The IoT spans a wide range of computing requirements. We’ve already talked about processing at the edge, but there’s also the cloud to consider. As Intersil mentions in its article, the requirements range from mW to MW. Amongst the solutions to the challenge is digital power, maximising efficiency while delivering the levels of power required by the system.

Digital power also allows for ‘smarter’ systems; not only can they ‘talk’ to each other, the use of CMOS technology, where appropriate, allows for the integration of ‘digital smarts’. In the future, says Intersil, every bit of power will matter.

Knowledge on how to put IoT and other systems together will come from the distribution sector, says Mouser. If distributors are to stay relevant to the markets and customers they serve, it says, they must participate fully in the innovation process. This means not only providing the components designers need, but also becoming a knowledge centre, offering a wide range of useful content.

While the IoT tends to dominate at the moment, there are other things going on and the emergence of RISC-V could be disruptive in the embedded systems sector. AndMicrosemi, which is an enthusiastic promoter of the open source approach, believes RISC-V could open great opportunities in computer architectures.

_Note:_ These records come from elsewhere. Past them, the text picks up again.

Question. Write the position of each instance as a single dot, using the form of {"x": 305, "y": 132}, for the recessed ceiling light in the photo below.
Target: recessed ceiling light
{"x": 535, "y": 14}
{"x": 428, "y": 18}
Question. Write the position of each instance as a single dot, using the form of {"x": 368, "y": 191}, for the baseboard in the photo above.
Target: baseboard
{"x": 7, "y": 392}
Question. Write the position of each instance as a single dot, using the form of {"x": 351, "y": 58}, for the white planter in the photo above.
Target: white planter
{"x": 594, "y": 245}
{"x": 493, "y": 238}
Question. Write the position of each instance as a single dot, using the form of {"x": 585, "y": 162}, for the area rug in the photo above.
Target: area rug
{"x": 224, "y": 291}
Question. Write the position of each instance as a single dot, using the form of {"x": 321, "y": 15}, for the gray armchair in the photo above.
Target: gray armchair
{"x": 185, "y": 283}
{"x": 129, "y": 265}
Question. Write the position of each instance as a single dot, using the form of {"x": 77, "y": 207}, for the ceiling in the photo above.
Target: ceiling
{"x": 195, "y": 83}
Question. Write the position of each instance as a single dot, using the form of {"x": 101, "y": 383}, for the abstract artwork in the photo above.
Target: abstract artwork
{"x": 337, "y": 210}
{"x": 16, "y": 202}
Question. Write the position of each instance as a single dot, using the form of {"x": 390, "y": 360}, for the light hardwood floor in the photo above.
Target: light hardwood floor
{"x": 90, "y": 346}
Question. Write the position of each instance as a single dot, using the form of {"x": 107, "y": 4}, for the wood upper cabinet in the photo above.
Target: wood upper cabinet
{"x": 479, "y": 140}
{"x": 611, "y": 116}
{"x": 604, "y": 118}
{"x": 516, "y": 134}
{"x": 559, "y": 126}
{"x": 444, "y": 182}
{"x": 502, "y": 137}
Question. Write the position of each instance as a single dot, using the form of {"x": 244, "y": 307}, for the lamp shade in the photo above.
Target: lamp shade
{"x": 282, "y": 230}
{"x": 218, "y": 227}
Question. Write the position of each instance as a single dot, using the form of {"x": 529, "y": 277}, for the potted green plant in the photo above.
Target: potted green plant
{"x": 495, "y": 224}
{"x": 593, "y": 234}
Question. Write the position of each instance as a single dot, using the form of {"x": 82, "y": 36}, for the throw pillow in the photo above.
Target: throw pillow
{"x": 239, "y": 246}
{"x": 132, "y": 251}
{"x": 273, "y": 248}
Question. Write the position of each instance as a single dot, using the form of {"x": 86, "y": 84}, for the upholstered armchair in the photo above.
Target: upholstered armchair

Cadence, meanwhile, is building on its EDA heritage to support the emerging market for machine learning and artificial intelligence. It contends that systems won’t in the future be defined by chips, rather by the application in which the system will run. Applications-based system design, it contends, will open new opportunities for semiconductor and systems designers and for their supply chain partners. And key to this will be a system design enablement strategy, linking IC, package and PCB design that results in intelligent and elegant solutions.

One development which should be of interest to all designers is the latest addition to the UK’s Catapult network. The Compound Semiconductor Application Catapult is looking to enable the next wave of innovation by promoting the use of compound semiconductor. With more than 100 companies already in the compound semiconductor supply chain, the UK is in a strong position to move ahead quickly and the establishment of a technology cluster in South Wales, backed by significant Government funding, will support this.

One of the characteristics of the electronics industry is the speed with which it moves, which makes selecting the right technology a challenging task. We hope that Outlook 2018 will help you to make the right choices.